Here are some of the inspiration and reference websites I used to ground the wedding decisions I made—and these are just the tip of the iceberg. Google your heart out, bride!

http://costofwedding.com

http://www.theknot.com

http://www.weddingbee.com

http://snippetandink.blogspot.com

http://www.marthastewartweddings.com

(especially their seating chart tool)

http://www.sites.google.com
(for our wedding website)

http://www.theweddingreport.com

http://www.greylikesweddings.com

http://stylemepretty.com

Note to brides:
do not skip this step.
Work on your wedding as a couple. It is a microcosm of many discussions you’ll have as a married couple, and you might as well get your differences out in the open now.

I can’t say it was easy, because by the time we got a hard number out of my parents, my heart was already set on some fairly pricey ideas. Still, I managed to fit everything I wanted into the budget my parents gave me.

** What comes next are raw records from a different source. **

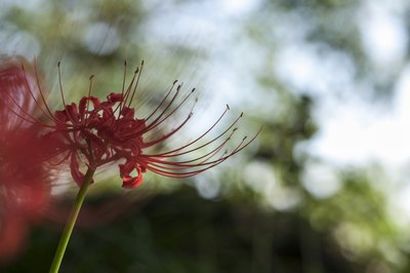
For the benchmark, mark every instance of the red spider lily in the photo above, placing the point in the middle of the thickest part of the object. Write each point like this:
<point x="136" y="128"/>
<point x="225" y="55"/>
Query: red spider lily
<point x="95" y="133"/>
<point x="24" y="190"/>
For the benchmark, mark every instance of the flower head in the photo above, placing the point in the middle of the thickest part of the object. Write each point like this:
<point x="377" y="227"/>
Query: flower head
<point x="97" y="132"/>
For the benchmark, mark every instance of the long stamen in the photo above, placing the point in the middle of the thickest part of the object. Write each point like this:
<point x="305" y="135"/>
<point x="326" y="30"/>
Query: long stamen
<point x="136" y="83"/>
<point x="163" y="111"/>
<point x="201" y="136"/>
<point x="162" y="101"/>
<point x="90" y="86"/>
<point x="172" y="153"/>
<point x="42" y="93"/>
<point x="148" y="144"/>
<point x="154" y="125"/>
<point x="60" y="84"/>
<point x="28" y="88"/>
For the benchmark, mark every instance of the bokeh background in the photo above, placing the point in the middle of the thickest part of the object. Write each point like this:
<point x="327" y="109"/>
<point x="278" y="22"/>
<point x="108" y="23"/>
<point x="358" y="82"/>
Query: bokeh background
<point x="325" y="188"/>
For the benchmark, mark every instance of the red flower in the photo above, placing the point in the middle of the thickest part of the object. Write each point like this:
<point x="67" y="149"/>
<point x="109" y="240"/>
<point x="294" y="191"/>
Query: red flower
<point x="95" y="133"/>
<point x="24" y="191"/>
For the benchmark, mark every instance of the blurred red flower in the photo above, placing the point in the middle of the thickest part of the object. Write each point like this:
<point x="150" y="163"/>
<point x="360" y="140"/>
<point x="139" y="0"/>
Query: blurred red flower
<point x="24" y="188"/>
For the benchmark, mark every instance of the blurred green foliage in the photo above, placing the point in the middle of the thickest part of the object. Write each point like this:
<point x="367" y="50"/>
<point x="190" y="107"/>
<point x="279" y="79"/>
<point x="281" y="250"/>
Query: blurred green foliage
<point x="238" y="230"/>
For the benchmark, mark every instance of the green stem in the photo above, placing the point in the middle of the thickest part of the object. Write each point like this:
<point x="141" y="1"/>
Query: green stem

Let’s get real, people: there’s no unilaterally pleasant way to hash out your wedding budget. If you can pay for it yourself, do it. Don’t stress your parents out about it. And if you need their help, don’t forget to be grateful for whatever amount they give you—even if all they’re able to provide is love and support.

Just make sure you don’t get roped into the conversation before you’re ready with some hard data, a clear idea of what you’re going to ask for and an open mind.

And never forget to heed the immortal words of the Notorious B.I.G.: “Mo’ money, mo’ problems.”

SUSAN

When it comes to giving advice about money, I am not the one to ask. Remember, I’m the one in the pink-tinted shades, writing novels that are meant to transport readers to the realm of fantasy. And I’m the person who ditched a perfectly stable and predictable teaching career in order to pursue my writing dreams. “Pursuing one’s writing dreams” is often a euphemism for “being unemployed” or later, once you’ve found a publisher, “living in subsistence-level poverty.”